Christmas Kringle Coffee Cake

Summary

Yield
8 Servings
SourceMarion Grasso (1975)
Prep time
30 minutes
Cooking time
1 hour
Total time
1 hour, 30 minutes

Ingredients

1 t
almond extract
2 c
all-purpose flour (divided)
1 c
butter or margarine (divided)
1 c
water (and 2 tbsn., divided)
3
eggs
 
Confectioners' sugar glaze
 
chopped nuts (opt.)

Instructions

For the pastry: Cut 1/2 cup butter or margarine into 1 cup flour as though making a pie crust. Sprinkle 2 tablespoons water over flour mixture and blend with a fork. Roll out or pat pastry into 2 long strips, about 3 inches wide and 1/4 inch thick onto an ungreased cookie sheet.
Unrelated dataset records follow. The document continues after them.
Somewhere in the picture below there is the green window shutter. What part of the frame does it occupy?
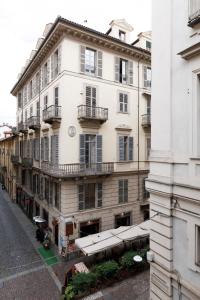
[97,51,103,77]
[80,45,85,73]
[115,56,120,82]
[78,184,85,210]
[128,136,133,160]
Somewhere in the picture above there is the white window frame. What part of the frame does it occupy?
[118,91,129,114]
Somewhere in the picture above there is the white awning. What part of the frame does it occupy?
[75,221,150,255]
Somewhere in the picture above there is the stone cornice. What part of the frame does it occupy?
[11,17,151,96]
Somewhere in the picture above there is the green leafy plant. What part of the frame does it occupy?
[94,260,119,279]
[120,251,138,269]
[72,272,97,294]
[65,284,75,300]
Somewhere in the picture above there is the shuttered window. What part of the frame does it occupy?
[80,134,103,167]
[44,136,49,161]
[115,57,133,85]
[54,87,59,106]
[189,0,200,20]
[51,135,59,165]
[144,66,151,88]
[119,136,133,161]
[80,45,103,77]
[118,179,128,203]
[78,183,102,210]
[34,138,40,160]
[119,92,128,113]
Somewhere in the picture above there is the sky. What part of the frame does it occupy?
[0,0,151,125]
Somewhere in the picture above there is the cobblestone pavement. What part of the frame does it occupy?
[0,189,60,300]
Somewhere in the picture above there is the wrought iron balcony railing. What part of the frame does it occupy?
[43,105,61,124]
[18,122,28,133]
[41,162,114,178]
[78,105,108,123]
[22,157,33,168]
[10,154,19,165]
[142,114,151,127]
[27,116,40,130]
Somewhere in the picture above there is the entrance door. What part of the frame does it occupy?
[80,220,100,237]
[54,224,59,246]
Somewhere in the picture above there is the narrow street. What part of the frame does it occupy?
[0,190,60,300]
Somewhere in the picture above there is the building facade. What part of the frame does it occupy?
[12,17,151,248]
[147,0,200,300]
[0,132,17,201]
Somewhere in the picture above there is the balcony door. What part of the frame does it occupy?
[86,86,97,118]
[85,134,96,168]
[80,134,102,169]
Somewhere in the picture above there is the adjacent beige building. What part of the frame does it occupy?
[12,17,151,248]
[147,0,200,300]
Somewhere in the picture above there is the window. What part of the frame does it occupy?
[43,62,48,87]
[118,179,128,203]
[53,49,59,77]
[80,134,102,168]
[146,137,151,160]
[29,80,33,100]
[41,136,49,161]
[119,30,126,42]
[17,92,22,108]
[119,136,133,161]
[85,48,96,74]
[119,93,128,113]
[189,0,200,25]
[54,87,59,106]
[30,105,33,117]
[44,95,48,109]
[142,178,150,200]
[144,66,151,88]
[54,182,60,210]
[115,57,133,84]
[80,45,103,77]
[23,86,27,105]
[36,72,40,94]
[146,41,151,51]
[119,58,128,83]
[196,225,200,267]
[78,183,102,210]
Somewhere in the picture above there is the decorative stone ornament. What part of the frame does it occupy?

For the dough: Combine 1 cup water and 1/2 cup butter or margarine in a saucepan and bring to a boil. Add almond extract. Remove from heat and beat in 1 cup flour, stirring by hand with a large spoon. Add eggs, one at a time, beating well by hand after each addition. Spread dough over pastry. Bake at 350° for 55 to 60 minutes, or until lightly browned and well puffed. Allow to cool slightly. Drizzle top with thin glaze and sprinkle with chopped nuts if desired. Serve warm or cool.

Notes

Better double the recipe. It disappears quickly!

Christmas Coffee Cake II

Summary

Yield
2 Cakes
SourceWendy Krakowka (1975)
Prep time
2 hours
Cooking time
20 minutes
Total time
2 hours, 20 minutes

Ingredients

2
fresh yeast cakes (or 2 pkgs. dry yeast)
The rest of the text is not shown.